In Athens, reforms were also made by Solon to keep the peace and move Athens in another direction. This direction saw an immediate series of reforms socially and an introduction of a new constitution. Before Solon’s reforms, the indebted populace could be sold into slavery for failure to pay to the debtor, primarily consisting of the rich ruling class. The ruling class was primarily in control of political power and used this power to their advantage leaving the poor without a true voice, even as citizens. Aristotle described this as “A few proprietors owned all the soil, and the cultivators with their wives and children were liable to be sold as slaves on failure to pay their rent.” Plutarch also remarks “The disparity of fortune between the rich and the poor had reached its height, so that the city seemed to be in truly dangerous condition.” Solon accepted the position of Archon and was given almost absolute power. The poor believed him to be honest and the rich considered him one of their own. Plutarch’s account “the rich consented because he was wealthy, the poor because he was honest” either way Solon would take charge and begin to institute reforms in Athens.

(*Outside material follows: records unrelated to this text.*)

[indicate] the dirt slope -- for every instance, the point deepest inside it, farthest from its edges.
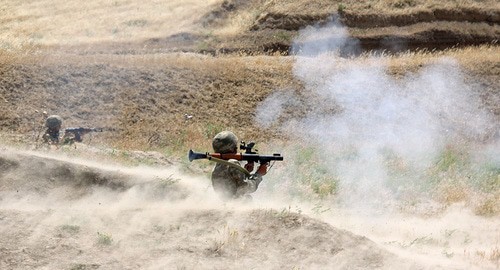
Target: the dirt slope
(59, 214)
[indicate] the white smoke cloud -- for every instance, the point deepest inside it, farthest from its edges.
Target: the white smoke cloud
(411, 119)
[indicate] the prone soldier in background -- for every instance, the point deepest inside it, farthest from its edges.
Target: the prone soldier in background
(53, 124)
(228, 181)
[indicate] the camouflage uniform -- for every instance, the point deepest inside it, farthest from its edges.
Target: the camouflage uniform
(227, 181)
(53, 124)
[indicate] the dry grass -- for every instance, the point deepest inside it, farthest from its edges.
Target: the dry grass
(60, 22)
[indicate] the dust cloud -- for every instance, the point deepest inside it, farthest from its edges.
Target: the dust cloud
(379, 137)
(61, 212)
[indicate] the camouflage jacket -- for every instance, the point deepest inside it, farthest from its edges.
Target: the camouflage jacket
(230, 183)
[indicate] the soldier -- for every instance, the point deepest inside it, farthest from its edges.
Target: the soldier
(53, 124)
(228, 181)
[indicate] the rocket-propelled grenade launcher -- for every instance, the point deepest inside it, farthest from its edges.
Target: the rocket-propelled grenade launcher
(248, 155)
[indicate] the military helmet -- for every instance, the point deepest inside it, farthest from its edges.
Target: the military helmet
(225, 142)
(53, 121)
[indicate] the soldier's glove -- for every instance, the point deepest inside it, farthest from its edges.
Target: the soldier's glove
(249, 166)
(262, 170)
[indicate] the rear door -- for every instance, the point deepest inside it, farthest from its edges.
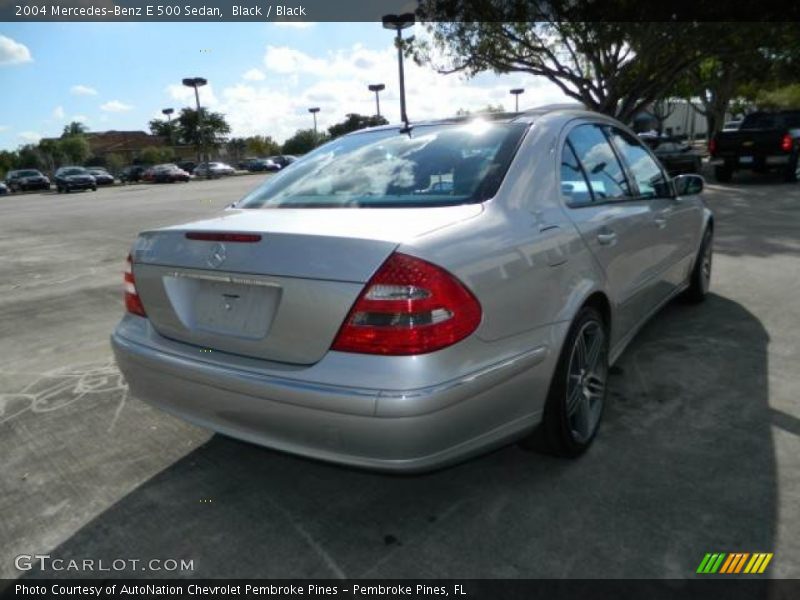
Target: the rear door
(615, 224)
(676, 222)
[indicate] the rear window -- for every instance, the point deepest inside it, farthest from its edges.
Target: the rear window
(789, 120)
(433, 165)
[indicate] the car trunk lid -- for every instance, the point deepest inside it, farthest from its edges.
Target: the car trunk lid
(282, 291)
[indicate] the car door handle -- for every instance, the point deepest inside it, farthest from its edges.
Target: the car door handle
(606, 239)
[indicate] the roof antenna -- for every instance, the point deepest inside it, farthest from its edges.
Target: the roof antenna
(398, 23)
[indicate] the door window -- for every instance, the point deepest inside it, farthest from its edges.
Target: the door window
(649, 176)
(607, 179)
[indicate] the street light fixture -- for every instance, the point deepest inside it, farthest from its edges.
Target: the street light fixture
(517, 92)
(168, 112)
(398, 23)
(377, 88)
(314, 112)
(196, 82)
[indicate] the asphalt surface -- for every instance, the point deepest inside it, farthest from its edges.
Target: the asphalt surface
(699, 450)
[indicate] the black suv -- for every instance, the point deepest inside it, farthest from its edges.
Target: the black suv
(74, 178)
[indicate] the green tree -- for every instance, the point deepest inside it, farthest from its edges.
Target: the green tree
(618, 68)
(209, 135)
(52, 153)
(263, 145)
(354, 122)
(74, 128)
(75, 149)
(154, 154)
(115, 162)
(236, 148)
(304, 140)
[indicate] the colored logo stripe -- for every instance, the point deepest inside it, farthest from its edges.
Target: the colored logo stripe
(734, 562)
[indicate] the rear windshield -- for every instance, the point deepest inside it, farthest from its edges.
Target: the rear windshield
(788, 120)
(433, 165)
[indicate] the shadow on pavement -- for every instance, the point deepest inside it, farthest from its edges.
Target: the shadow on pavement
(756, 219)
(683, 465)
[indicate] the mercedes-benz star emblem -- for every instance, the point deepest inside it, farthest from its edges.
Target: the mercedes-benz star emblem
(217, 256)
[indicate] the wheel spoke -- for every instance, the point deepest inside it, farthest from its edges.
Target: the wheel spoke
(583, 418)
(574, 399)
(595, 347)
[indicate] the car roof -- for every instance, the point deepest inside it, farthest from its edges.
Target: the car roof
(570, 110)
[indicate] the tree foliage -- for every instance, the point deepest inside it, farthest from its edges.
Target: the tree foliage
(304, 140)
(618, 68)
(74, 128)
(354, 122)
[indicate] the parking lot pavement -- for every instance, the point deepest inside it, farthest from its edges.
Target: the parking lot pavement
(699, 449)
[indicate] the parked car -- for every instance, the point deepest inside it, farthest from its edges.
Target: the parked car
(357, 317)
(101, 176)
(166, 173)
(132, 173)
(23, 180)
(187, 165)
(214, 169)
(74, 178)
(263, 164)
(284, 160)
(676, 155)
(766, 141)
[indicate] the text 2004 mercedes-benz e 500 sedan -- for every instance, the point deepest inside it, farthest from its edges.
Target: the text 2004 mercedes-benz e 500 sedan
(401, 299)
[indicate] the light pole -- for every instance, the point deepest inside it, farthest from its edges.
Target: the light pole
(196, 82)
(314, 112)
(517, 92)
(168, 112)
(398, 23)
(377, 88)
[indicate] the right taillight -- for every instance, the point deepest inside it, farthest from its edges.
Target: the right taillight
(133, 304)
(410, 306)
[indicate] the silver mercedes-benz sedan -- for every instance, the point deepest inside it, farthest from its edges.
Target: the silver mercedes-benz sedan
(400, 299)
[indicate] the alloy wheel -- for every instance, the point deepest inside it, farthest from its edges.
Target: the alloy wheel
(586, 381)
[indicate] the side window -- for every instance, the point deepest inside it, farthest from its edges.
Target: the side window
(574, 187)
(606, 177)
(648, 174)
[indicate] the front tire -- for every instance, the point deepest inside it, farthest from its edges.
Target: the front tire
(723, 174)
(792, 173)
(578, 389)
(700, 280)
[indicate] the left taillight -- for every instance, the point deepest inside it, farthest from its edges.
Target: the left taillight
(133, 304)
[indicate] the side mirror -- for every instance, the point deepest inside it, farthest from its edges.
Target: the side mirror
(688, 185)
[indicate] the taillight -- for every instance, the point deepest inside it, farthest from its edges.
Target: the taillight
(133, 304)
(410, 306)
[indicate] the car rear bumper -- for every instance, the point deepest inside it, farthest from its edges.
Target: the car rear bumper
(733, 161)
(426, 428)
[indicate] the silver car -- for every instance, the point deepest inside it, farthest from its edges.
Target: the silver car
(401, 300)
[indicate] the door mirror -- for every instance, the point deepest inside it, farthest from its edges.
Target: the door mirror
(688, 185)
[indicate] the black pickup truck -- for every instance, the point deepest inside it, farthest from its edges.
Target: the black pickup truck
(765, 141)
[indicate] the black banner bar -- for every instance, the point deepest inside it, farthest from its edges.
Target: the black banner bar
(712, 587)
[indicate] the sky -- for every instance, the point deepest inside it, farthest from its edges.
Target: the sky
(263, 76)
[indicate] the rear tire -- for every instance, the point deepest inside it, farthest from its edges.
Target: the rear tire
(723, 174)
(700, 280)
(577, 394)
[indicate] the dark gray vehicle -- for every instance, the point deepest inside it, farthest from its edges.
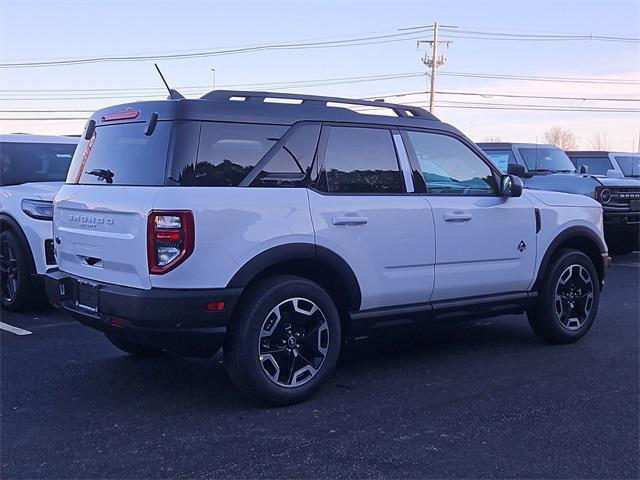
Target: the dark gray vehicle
(546, 167)
(610, 164)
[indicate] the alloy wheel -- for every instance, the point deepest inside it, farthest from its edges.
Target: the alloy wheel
(574, 297)
(293, 343)
(8, 272)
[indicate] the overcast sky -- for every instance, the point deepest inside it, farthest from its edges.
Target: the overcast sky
(54, 30)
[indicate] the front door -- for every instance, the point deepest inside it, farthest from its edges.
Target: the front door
(364, 209)
(485, 243)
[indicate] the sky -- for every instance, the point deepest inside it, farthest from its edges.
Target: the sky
(53, 30)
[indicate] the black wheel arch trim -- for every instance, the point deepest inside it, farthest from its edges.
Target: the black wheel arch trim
(568, 234)
(15, 227)
(300, 251)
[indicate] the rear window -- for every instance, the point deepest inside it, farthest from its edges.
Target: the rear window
(34, 162)
(122, 154)
(629, 164)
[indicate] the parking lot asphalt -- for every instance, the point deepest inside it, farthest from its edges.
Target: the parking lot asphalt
(480, 399)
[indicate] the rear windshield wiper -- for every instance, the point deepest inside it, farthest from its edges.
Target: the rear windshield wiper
(102, 174)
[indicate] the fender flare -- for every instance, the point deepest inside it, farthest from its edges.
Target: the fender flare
(15, 227)
(300, 251)
(576, 231)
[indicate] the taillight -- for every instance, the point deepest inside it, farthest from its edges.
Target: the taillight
(170, 239)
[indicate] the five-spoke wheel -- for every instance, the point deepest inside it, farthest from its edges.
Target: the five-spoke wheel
(568, 298)
(294, 340)
(284, 340)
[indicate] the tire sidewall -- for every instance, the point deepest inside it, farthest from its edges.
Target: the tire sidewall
(554, 326)
(246, 331)
(24, 288)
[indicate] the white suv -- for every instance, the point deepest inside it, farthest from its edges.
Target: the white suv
(277, 226)
(32, 168)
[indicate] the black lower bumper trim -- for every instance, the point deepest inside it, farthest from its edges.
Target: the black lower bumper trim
(175, 320)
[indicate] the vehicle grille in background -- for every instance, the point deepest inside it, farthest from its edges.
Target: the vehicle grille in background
(50, 257)
(623, 198)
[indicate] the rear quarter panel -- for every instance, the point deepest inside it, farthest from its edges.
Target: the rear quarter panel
(233, 225)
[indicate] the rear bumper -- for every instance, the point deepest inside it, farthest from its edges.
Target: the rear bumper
(175, 320)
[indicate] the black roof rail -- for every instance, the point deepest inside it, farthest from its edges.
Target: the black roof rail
(251, 96)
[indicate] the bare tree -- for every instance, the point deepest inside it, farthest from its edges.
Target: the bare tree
(599, 141)
(561, 138)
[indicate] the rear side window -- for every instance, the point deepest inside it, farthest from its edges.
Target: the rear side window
(291, 162)
(227, 152)
(34, 162)
(361, 160)
(449, 167)
(595, 165)
(121, 154)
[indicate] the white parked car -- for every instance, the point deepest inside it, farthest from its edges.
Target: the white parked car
(32, 168)
(275, 226)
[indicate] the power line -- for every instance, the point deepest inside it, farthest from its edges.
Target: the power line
(546, 97)
(403, 34)
(482, 35)
(534, 78)
(366, 40)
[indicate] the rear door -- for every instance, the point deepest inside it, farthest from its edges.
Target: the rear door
(100, 219)
(485, 243)
(363, 208)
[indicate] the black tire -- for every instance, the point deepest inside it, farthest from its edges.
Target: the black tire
(17, 287)
(132, 348)
(275, 374)
(570, 319)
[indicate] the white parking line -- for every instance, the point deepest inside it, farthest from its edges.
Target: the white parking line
(12, 329)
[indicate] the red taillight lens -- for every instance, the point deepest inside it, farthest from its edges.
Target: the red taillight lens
(170, 239)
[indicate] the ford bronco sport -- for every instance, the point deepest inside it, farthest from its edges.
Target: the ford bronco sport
(277, 225)
(547, 167)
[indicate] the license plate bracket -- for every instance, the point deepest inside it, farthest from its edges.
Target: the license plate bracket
(88, 297)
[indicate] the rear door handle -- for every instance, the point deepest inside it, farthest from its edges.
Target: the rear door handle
(349, 220)
(457, 217)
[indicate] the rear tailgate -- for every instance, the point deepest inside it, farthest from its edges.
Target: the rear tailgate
(100, 233)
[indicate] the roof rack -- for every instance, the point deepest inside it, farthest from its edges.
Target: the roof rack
(250, 96)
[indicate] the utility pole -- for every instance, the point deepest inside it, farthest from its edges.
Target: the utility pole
(434, 62)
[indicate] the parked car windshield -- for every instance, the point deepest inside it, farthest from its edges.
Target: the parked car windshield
(595, 165)
(629, 164)
(502, 158)
(546, 159)
(34, 162)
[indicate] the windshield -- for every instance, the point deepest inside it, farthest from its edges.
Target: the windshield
(502, 158)
(546, 159)
(34, 162)
(629, 164)
(595, 165)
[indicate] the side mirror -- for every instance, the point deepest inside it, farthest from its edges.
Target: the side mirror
(516, 169)
(511, 186)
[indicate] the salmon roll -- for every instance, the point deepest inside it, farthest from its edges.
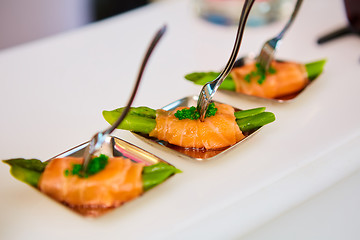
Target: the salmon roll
(288, 78)
(120, 181)
(215, 132)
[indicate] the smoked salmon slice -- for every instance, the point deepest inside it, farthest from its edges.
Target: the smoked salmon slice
(289, 78)
(120, 181)
(215, 132)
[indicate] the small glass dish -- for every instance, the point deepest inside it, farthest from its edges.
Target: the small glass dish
(190, 153)
(282, 99)
(113, 147)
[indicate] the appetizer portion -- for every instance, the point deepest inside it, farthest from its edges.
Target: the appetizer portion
(281, 80)
(218, 131)
(222, 127)
(106, 184)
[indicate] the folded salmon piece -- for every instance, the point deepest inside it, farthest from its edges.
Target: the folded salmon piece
(119, 182)
(289, 78)
(215, 132)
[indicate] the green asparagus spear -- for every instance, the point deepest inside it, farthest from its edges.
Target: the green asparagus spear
(26, 170)
(249, 112)
(141, 119)
(256, 121)
(156, 174)
(313, 69)
(246, 119)
(30, 170)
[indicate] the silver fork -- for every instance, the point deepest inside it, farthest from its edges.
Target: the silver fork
(208, 90)
(269, 48)
(99, 138)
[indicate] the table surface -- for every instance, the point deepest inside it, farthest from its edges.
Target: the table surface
(54, 90)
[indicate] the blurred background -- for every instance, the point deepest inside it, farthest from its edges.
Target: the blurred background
(23, 21)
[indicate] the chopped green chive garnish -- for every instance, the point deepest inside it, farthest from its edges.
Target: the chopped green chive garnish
(259, 73)
(193, 114)
(95, 165)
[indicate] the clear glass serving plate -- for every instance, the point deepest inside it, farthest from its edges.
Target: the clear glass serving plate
(191, 153)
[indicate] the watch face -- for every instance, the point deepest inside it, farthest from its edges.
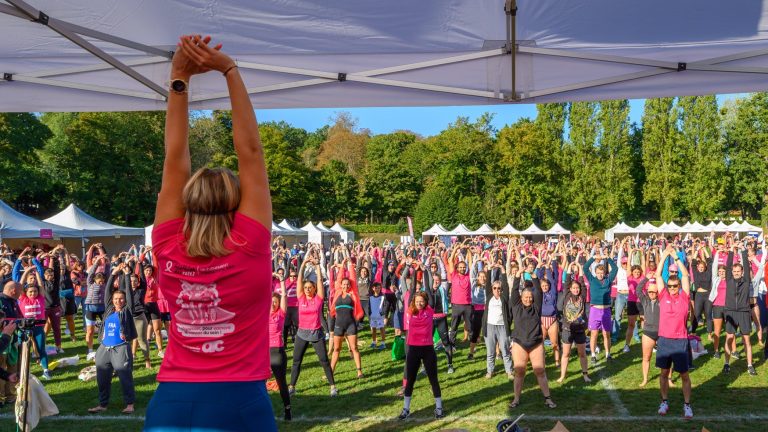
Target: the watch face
(178, 86)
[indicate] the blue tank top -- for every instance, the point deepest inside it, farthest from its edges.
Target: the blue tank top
(112, 331)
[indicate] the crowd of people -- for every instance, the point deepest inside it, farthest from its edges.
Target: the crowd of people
(214, 284)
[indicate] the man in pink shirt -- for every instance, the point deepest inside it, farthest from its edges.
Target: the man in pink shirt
(672, 346)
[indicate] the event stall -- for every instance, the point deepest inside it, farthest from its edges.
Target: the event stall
(92, 230)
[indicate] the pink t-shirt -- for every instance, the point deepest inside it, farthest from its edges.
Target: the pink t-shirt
(720, 297)
(310, 311)
(220, 305)
(460, 289)
(32, 307)
(290, 286)
(632, 283)
(673, 314)
(276, 321)
(420, 327)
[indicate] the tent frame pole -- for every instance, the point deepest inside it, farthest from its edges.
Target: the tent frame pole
(40, 17)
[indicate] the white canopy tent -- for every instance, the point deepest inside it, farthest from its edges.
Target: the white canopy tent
(508, 230)
(484, 229)
(17, 229)
(346, 235)
(76, 55)
(115, 238)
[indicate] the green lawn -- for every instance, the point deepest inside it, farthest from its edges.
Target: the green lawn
(471, 402)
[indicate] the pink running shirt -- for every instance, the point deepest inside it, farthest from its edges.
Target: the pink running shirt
(219, 305)
(276, 321)
(420, 327)
(673, 314)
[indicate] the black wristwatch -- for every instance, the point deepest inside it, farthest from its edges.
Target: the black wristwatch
(179, 86)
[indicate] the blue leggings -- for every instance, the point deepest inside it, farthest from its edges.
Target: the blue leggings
(210, 407)
(39, 339)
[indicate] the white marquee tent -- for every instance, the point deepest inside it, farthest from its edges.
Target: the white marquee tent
(16, 227)
(346, 235)
(92, 230)
(106, 55)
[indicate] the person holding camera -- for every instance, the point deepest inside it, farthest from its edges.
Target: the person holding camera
(9, 306)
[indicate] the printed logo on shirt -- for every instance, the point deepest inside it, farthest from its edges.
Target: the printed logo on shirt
(200, 314)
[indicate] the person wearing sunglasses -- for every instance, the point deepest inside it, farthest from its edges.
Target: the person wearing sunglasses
(672, 346)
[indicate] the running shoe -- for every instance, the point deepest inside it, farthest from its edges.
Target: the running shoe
(404, 414)
(439, 413)
(663, 408)
(687, 411)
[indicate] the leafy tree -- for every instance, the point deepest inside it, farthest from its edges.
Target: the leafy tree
(663, 162)
(616, 198)
(702, 145)
(747, 155)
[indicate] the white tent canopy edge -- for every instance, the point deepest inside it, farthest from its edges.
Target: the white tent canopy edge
(399, 53)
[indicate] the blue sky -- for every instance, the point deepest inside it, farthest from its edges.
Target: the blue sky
(425, 121)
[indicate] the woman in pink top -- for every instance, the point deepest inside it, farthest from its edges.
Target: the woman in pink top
(310, 300)
(278, 361)
(32, 305)
(211, 242)
(421, 350)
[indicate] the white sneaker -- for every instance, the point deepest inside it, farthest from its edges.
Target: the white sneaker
(663, 408)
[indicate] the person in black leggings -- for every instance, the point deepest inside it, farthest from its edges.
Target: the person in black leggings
(278, 361)
(420, 351)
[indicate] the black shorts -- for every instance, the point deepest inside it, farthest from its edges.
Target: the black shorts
(632, 309)
(653, 334)
(152, 310)
(672, 354)
(735, 320)
(578, 338)
(345, 328)
(68, 306)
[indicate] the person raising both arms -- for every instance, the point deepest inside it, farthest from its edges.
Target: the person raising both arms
(211, 241)
(672, 346)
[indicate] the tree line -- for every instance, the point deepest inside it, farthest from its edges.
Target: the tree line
(583, 164)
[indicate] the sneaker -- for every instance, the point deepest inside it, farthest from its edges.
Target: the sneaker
(439, 413)
(404, 414)
(687, 412)
(663, 408)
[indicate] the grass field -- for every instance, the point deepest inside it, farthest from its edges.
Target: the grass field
(613, 401)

Solon began to set in motion a series of reforms to abolish the practice of selling Athenians into slavery. Solon also began cancelling debts which was known as Seisachtea. Plutarch’s writes “For the first thing which he settled was, that what debt remained should be forgiven, and no man, for the future, should engage the body of his debtor for security,” but it only took into account Athenian citizens, slavery for non-citizens still existed and even increased over time. This reform stopped short of redistribution of land that had been seized by the wealthy, but relieved the pressure that would have led to a possible civil war even though all were not happy at the time as Plutarch notes “In this he pleased neither party, for the rich were angry for their money, and the poor that the land was not divided.” Will Durant noted that “Within a decade opinion became almost unanimous that the act had saved Attica from revolution.” Solon also ensured that representation of citizens of Athens was equal politically through a series of reforms that gave them voice in the assembly whether rich or poor, a citizen of Athens had rights as equals. Athens believed that individuals have freedoms to pursue their own interests, unlike that of the Spartan Society where it’s the interest of the collective society as a whole leaving no room for individualism.
The Spartans had achieved a powerful and sophisticated city-state. Their interest was in the collection of the whole of society and built their beliefs and laws to be followed in achieving highest virtue. This did not allow for many changes as Ideas outside of this were frowned upon. Athenians believed more in individual rights and freedoms, and could pursue their own interests, keep the product of their labor, and trade or deal freely with other city state’s outside of Athens rule. The freedoms that Athenians enjoyed over the Spartans led to “the work of Aristotle and Plato” whose modes of thought have lasted millennia. Athenians created art, literature, math, and technology. Summed up by Will Durant, “Those who cherish freedom, reason, and beauty will hear the voices of Solon and Socrates, of Plato and Epicurus and Archimedes; they will be grateful for the existence of such men, they will think of Greece as the bright morning of the Western civilization.” Sparta’s freedom did not last because it allowed for no change, and Athens encouraged change through freedom.
Bibliography
Aristotle, The Athenian Constitution. London, England: Penguin Books Ltd, 2002.
Durant, Will. The Life of Greece. New York: Simon and Schuster Digital Sales Inc., 1966.
Plutarch, Plutarch’s Lives: Life of Solon. New York City, New York: Oia Press, 2015.
Rahe, Paule A. The Spartan Regime. Yale University Press: Yale University, 2016.